One recently collected load was to have been taken to EconoFoods, he said, with an estimated $1,300 windfall from that haul. Another load was expected to bring in $1,000.

That’s an effort that requires specific people for specific duties.

For example, Johnson is in charge of the bottles while others are in charge of the cans, with sorting a necessity — and more volunteers are needed.

If people bring their cans to MooseWood but volunteers are not at the facility, Johnson said they can leave them on the side of the building.

Donors already are being especially cooperative.

“I didn’t even expect this — a lot of people are actually bleaching the cans and the bottles,” Johnson said. “We haven’t had any that are totally disgusting.”

The goal of the can drive, he said, is to help MooseWood — specifically, to “help with our animals and keep the lights on.”

The work continues at MooseWood, which has had several recent upgraded exhibits. One is a large new enclosure for Shelldon, its resident snapping turtle, as well as an improved enclosure for the box turtles. Trails and signage are being installed in the natural area as well.

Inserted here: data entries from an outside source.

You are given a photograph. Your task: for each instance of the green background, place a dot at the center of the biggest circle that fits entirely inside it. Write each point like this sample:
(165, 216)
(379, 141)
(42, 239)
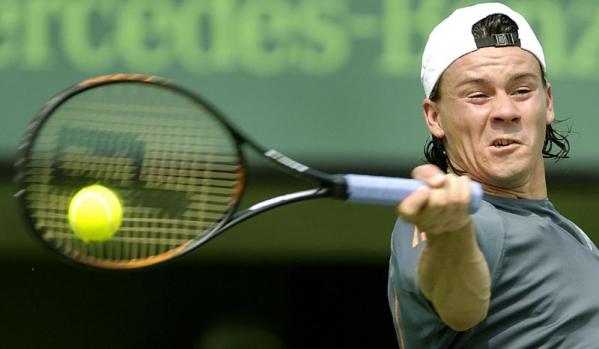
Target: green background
(334, 84)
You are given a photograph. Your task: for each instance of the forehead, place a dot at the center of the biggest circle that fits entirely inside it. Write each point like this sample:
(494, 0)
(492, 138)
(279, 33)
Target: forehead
(493, 63)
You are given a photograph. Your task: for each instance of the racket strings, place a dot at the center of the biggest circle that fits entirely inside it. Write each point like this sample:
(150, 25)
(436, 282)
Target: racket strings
(176, 169)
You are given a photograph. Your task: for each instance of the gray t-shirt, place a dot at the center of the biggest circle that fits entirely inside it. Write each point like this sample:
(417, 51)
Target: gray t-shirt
(545, 282)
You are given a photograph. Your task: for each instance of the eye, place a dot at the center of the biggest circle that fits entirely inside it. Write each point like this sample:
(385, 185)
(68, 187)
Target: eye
(477, 95)
(522, 90)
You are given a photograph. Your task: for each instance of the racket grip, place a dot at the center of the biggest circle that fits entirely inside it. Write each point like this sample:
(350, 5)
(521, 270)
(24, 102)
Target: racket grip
(391, 191)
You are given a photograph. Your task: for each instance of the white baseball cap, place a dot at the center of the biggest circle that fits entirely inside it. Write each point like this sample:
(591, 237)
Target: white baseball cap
(452, 38)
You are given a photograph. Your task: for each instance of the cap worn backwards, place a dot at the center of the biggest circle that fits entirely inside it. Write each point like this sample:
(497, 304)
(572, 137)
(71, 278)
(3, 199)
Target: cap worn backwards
(452, 38)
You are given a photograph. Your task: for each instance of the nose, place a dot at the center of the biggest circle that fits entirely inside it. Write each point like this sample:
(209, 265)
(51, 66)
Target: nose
(504, 109)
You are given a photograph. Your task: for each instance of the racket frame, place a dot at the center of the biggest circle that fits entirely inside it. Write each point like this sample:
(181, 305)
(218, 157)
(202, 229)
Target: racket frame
(330, 185)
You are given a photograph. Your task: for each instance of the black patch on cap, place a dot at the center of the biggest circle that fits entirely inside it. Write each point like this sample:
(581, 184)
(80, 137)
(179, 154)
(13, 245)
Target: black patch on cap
(498, 40)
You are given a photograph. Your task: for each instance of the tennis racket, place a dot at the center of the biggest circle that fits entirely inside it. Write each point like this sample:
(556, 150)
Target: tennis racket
(174, 160)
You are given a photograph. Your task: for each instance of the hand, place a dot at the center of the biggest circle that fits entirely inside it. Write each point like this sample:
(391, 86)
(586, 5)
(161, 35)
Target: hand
(440, 207)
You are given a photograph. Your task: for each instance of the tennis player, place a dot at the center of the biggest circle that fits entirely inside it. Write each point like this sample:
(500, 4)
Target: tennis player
(516, 274)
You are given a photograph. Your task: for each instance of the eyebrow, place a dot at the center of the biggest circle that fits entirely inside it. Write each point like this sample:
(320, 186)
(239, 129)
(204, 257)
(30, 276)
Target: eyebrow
(480, 81)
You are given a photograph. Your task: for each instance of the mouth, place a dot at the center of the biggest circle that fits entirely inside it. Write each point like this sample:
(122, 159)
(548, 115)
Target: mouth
(503, 142)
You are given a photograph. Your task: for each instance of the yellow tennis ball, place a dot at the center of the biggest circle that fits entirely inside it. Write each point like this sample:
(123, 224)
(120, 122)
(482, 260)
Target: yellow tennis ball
(95, 213)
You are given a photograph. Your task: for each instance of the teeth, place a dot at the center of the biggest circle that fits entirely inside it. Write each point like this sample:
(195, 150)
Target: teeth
(502, 143)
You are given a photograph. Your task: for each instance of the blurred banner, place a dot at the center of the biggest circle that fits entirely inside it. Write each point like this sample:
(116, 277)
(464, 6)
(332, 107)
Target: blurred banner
(333, 83)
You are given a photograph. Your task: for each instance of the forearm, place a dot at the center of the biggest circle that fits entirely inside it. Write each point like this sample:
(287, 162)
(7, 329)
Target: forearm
(453, 275)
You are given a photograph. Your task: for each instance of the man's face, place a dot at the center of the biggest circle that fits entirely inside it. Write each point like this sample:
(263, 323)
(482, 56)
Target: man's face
(492, 116)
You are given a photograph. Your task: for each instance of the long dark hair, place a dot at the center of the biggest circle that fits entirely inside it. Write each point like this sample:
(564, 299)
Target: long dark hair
(556, 145)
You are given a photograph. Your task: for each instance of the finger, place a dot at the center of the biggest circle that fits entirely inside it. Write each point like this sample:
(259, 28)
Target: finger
(413, 205)
(429, 174)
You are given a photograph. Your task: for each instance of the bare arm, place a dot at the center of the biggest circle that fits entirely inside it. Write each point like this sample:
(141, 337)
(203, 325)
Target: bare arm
(452, 271)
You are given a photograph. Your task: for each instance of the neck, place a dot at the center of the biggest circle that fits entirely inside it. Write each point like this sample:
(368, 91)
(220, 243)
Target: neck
(533, 187)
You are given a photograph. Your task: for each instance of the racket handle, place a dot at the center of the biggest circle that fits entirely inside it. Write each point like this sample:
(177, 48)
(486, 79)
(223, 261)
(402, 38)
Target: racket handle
(390, 191)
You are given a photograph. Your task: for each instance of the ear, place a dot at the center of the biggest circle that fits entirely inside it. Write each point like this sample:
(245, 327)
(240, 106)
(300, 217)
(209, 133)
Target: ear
(549, 101)
(431, 117)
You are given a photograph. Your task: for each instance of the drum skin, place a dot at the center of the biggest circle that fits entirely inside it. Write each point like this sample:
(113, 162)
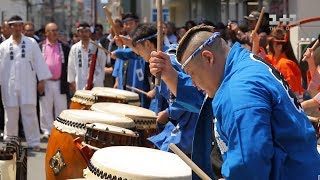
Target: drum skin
(73, 159)
(76, 105)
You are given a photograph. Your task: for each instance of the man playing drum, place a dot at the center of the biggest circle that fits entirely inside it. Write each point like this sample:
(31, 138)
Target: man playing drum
(144, 41)
(261, 129)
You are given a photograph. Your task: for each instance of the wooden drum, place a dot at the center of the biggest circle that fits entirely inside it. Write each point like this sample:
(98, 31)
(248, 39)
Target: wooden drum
(136, 163)
(106, 94)
(144, 119)
(64, 159)
(82, 99)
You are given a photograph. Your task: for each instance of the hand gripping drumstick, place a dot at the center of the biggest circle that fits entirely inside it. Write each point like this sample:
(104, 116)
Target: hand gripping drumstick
(160, 36)
(100, 47)
(188, 161)
(315, 45)
(108, 14)
(259, 20)
(136, 89)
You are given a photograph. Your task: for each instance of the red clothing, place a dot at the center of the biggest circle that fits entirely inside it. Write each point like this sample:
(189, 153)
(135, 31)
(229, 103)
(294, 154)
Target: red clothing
(289, 70)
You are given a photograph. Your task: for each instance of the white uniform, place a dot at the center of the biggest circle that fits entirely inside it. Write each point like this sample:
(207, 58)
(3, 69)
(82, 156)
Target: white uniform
(20, 65)
(79, 65)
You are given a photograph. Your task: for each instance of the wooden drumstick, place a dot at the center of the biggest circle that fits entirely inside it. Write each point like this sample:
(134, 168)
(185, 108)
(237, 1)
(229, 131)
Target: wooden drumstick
(108, 14)
(259, 21)
(136, 89)
(100, 47)
(189, 162)
(313, 119)
(315, 45)
(159, 37)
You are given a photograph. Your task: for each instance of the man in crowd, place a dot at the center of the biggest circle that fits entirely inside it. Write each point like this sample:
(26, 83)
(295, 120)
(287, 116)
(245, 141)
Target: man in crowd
(21, 65)
(80, 58)
(54, 99)
(259, 124)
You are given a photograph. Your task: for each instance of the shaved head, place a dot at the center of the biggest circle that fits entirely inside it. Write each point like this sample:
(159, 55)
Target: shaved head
(194, 38)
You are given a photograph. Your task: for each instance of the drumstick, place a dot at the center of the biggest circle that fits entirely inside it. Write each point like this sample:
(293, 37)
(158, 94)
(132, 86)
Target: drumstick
(312, 48)
(160, 36)
(189, 162)
(136, 89)
(313, 119)
(259, 21)
(108, 14)
(100, 47)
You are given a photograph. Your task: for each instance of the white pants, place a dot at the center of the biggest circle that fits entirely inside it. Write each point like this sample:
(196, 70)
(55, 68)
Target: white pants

Johnson said MooseWood also will provide three student internships in nonprofit management, animal supervision and programming.

Board member Tiffany Rantanen is active with the can drive as well as other MooseWood activities.

“With the exceptional generosity of the Marquette community, we have dropped off two loads of cans and bottles so far,” Rantanen said in a Saturday email. “At this time we are unsure if our major fundraiser of the year, the Haunted Bog Walk, will take place, so we are very thankful to the community for their support.”